Desperate attempts to protect the remaining assets saw FTX co-founder Gary Wang resort to using Kumanan Ramanathan’s Ledger Nano to store around $400 to $500 million. Meanwhile, the FTX team anxiously awaited a response from BitGo regarding cold storage solutions, a strategy recommended by Zach Dexter of LedgerX. This substantial sum was then moved to BitGo the following day, where the funds eventually grew to approximately $1 billion of FTX’s remaining assets.
Unraveling the Chaos and Security Flaws
The scene on that night was frenzied.
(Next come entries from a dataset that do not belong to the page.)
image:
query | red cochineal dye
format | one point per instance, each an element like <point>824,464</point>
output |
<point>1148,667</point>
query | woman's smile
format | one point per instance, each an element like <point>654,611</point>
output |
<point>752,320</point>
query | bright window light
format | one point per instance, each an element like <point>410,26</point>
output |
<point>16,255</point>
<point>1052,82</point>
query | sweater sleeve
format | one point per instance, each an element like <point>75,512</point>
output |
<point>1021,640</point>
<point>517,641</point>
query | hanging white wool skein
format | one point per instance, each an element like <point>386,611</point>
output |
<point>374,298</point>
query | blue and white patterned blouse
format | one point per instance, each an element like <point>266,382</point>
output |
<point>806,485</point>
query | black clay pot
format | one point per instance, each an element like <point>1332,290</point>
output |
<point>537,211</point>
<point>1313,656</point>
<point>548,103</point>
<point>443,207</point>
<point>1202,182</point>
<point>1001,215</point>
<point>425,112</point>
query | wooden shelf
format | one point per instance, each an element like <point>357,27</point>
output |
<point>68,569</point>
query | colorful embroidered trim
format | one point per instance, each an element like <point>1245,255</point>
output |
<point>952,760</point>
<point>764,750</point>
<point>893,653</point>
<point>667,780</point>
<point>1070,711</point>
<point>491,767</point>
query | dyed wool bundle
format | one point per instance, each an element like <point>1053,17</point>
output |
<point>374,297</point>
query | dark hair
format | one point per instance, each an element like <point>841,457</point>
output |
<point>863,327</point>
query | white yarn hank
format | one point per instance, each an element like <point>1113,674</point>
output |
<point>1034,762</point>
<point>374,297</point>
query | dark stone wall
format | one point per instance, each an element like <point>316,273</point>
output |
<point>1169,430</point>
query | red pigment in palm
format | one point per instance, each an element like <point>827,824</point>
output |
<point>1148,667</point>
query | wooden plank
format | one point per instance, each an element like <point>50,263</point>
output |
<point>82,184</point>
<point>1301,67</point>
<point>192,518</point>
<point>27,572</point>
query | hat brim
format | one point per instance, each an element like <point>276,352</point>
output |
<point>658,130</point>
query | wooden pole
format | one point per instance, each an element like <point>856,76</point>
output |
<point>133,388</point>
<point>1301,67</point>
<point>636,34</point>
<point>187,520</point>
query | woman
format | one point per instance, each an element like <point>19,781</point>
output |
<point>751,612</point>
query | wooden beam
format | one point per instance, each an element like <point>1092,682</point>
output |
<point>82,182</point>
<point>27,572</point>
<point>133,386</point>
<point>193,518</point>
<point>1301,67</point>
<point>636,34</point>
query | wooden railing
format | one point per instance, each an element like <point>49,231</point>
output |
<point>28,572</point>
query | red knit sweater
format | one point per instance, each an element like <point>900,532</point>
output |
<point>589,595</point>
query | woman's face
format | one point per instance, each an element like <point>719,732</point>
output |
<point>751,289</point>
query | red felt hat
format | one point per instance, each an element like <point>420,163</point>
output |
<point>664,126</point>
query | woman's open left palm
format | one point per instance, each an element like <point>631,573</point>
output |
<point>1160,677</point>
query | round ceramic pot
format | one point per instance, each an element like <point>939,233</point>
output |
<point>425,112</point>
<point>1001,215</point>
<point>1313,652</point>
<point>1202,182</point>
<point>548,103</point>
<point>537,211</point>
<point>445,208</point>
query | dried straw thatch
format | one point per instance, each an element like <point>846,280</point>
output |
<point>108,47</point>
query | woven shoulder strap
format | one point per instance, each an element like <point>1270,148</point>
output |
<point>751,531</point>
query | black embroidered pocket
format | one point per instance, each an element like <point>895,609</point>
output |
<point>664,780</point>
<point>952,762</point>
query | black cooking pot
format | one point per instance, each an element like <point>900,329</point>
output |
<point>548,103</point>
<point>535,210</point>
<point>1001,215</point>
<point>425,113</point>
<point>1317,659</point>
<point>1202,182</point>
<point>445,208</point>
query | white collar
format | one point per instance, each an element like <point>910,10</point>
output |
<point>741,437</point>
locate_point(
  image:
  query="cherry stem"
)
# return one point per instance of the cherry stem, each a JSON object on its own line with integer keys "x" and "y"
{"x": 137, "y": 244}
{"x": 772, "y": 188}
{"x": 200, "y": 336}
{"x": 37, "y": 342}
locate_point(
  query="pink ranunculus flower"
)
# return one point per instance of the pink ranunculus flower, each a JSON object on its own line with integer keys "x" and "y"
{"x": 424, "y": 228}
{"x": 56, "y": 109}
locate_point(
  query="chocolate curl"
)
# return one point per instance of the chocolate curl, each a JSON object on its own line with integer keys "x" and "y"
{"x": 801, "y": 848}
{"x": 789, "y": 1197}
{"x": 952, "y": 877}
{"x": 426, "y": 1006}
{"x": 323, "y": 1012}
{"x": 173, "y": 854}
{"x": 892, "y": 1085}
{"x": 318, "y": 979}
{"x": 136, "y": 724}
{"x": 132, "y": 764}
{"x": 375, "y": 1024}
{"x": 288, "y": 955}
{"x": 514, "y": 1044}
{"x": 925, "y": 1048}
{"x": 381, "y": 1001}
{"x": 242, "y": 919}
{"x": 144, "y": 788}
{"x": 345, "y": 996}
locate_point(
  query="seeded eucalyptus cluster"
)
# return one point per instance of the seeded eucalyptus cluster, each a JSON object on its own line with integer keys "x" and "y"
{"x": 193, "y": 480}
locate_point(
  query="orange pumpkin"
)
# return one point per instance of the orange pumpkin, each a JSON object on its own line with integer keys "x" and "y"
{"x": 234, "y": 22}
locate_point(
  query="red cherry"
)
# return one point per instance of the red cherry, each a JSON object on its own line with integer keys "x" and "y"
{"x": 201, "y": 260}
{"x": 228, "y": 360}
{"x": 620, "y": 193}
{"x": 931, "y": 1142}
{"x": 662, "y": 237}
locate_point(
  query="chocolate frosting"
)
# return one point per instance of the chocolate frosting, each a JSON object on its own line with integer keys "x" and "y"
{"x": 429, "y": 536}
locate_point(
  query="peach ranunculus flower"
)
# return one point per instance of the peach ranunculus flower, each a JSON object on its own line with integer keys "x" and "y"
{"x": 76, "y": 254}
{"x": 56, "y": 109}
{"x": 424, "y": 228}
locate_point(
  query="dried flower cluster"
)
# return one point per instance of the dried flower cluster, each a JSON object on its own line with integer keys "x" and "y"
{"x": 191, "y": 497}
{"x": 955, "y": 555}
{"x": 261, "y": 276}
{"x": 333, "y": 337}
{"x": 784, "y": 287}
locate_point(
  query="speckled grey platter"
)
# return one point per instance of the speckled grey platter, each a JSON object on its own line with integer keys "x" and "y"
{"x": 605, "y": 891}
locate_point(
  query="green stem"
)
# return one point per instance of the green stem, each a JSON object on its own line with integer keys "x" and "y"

FTX personnel tirelessly tracked the stolen crypto wallets of the company, transferring any recovered amounts to BitGo’s more secure cold wallets. According to the report, much of the chaos stemmed from confusion regarding the locations of the private keys.
For each wallet, the FTX Group stored the three necessary private keys in one place, so anyone with access to any one of them had access to all the keys needed to transfer the wallet’s contents, which went against the purpose of controls.
John J. Ray.
The flawed security model of FTX, which utilized multisig wallets requiring multiple authorizations for transfers, was fundamentally problematic. As highlighted by FTX CEO John J. Ray in a court document, instead of dispersing the private keys, the FTX Group kept the three private keys required for transfers in the same location. This approach rendered the multisig model entirely ineffective, with Ray emphasizing the lack of ‘visibility’ controls to detect potential threats.
The aftermath of the hack raised questions about the authenticity of claims, given the exchange’s bankruptcy status. But as clarity emerged, it became evident that a staggering amount of $500 million from both the international and US divisions had vanished. Following the breach, the wallet addresses involved remained dormant, only showing activity recently when the alleged hacker attempted to convert their ETH to Bitcoin via ThorSwap.